Office of the Attorney General News Release Archive
Tuesday, December 11, 2001
CORNYN HALTS DECEPTIVE ACTS TIED TO HOUSTON FLOODS
Restraining Order Puts Stop to Enviro Solutions' Commerce in Medical Devices
AUSTIN - Texas Attorney General John Cornyn today obtained a temporary restraining order in Harris County District Court to put a stop to a company owner's trade in medical devices which could have been damaged by flood water during last June's Tropical Storm Allison in Houston.
The court action names Wayne Daugherty, doing business as Enviro Solutions, 6621 Liberty Rd. in Houston. The order requires Daugherty to cease buying, selling or reconditioning any of these medical devices without a proper license. The array of devices includes instruments or components used in the diagnosis, treatment, cure or prevention of disease.

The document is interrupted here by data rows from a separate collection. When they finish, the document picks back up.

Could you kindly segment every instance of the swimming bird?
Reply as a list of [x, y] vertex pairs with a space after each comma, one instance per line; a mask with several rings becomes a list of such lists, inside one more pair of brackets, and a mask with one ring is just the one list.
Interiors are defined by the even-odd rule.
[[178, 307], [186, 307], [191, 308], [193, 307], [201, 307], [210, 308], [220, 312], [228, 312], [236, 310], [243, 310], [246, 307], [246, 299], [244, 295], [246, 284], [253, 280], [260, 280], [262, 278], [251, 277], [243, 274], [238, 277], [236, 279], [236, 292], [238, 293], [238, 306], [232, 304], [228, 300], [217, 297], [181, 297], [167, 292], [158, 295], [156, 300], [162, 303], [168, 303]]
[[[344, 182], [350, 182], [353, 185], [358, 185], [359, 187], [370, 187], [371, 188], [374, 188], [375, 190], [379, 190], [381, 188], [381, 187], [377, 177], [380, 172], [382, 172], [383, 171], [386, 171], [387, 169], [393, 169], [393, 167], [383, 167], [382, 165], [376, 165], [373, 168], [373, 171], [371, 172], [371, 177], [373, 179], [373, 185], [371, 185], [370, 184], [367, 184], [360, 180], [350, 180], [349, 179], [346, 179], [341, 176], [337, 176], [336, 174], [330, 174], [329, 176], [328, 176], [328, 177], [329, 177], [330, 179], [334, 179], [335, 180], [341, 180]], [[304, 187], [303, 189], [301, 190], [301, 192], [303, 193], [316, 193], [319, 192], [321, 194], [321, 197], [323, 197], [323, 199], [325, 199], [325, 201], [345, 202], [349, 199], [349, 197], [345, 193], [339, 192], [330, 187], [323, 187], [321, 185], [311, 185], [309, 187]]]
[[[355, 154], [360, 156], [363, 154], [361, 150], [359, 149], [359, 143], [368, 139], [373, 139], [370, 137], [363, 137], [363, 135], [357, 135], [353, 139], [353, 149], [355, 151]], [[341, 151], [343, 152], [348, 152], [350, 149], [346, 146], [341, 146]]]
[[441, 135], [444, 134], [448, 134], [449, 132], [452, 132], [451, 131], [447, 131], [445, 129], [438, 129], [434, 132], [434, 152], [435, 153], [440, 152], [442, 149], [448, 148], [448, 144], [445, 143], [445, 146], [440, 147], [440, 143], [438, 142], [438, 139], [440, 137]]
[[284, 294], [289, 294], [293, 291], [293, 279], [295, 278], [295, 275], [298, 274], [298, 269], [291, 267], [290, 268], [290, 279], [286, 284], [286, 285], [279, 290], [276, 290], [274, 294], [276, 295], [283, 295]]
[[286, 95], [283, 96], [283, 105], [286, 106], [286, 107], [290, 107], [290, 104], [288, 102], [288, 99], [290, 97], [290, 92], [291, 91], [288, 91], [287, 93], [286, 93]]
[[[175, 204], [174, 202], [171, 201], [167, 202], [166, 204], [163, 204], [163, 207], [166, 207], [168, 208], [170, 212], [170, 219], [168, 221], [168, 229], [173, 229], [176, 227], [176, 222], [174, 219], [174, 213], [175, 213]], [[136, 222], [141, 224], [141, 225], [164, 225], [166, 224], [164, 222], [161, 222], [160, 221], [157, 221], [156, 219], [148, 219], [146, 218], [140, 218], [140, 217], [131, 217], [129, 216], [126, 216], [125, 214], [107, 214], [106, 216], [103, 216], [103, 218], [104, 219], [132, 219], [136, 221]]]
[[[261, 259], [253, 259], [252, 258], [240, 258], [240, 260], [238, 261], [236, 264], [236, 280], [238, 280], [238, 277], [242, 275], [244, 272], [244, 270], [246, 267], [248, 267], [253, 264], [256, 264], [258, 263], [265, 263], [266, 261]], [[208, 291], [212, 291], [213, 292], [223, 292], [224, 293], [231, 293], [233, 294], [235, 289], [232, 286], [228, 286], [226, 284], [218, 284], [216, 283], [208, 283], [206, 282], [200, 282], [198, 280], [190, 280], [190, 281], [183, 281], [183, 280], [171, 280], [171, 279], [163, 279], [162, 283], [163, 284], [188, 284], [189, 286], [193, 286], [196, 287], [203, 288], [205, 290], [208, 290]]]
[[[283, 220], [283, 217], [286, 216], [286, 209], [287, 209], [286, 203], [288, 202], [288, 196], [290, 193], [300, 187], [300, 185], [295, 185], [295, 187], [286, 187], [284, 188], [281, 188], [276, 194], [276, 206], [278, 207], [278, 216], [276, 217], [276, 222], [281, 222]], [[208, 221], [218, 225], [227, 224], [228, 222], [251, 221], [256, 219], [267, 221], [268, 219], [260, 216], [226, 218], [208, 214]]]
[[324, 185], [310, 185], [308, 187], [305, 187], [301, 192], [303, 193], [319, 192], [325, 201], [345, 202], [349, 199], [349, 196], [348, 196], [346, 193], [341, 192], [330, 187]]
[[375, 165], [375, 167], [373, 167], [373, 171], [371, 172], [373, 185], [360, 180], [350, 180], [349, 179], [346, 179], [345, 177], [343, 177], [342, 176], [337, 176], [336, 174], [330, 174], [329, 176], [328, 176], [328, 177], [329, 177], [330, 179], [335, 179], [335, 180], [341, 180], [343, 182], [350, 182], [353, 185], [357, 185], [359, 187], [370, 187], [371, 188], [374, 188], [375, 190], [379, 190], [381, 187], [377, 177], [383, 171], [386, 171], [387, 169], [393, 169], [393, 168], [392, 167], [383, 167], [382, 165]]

Examples are respiratory aids, oxygen concentrators, wheelchair and similar devices, laser instruments, valves and gauges, and many other items.
Cornyn's lawsuit carries an explicit statement that many of these devices likely had been damaged during the flood, were improperly labeled or stored under abnormal conditions and could lead to injury if used by patients.
"As if Tropical Storm Allison weren't enough to place Houstonians in danger, we now find that at least one company allegedly trafficked in defective medical products that had the potential to cause bodily harm," said Attorney General Cornyn. "Exploiting a natural disaster for gain and further endangering medically needy consumers in the process will not be tolerated by my office or the medical community."
In mid-October Texas Department of Health investigators held numerous medical devices in Enviro Solutions' possession when they discovered Daugherty still had not obtained a proper license. The investigation further found that the company had purchased about 400 flood-damaged devices from Houston's Veterans Administration Hospital. Records from the hospital indicate that these officials intended that the mud-covered or water-damaged devices should be destroyed.
Daugherty is being prosecuted for alleged violations of the Deceptive Trade Practices and Consumer Protection Act and the Texas Health and Safety Code. Under the latter statute, the defendant can face penalties of $25,000 per violation per day.
The attorney general's office filed four lawsuits in October against Houston-area tow truck operators and carpet cleaning companies for allegedly engaging in price-gouging during these floods. Those suits are pending.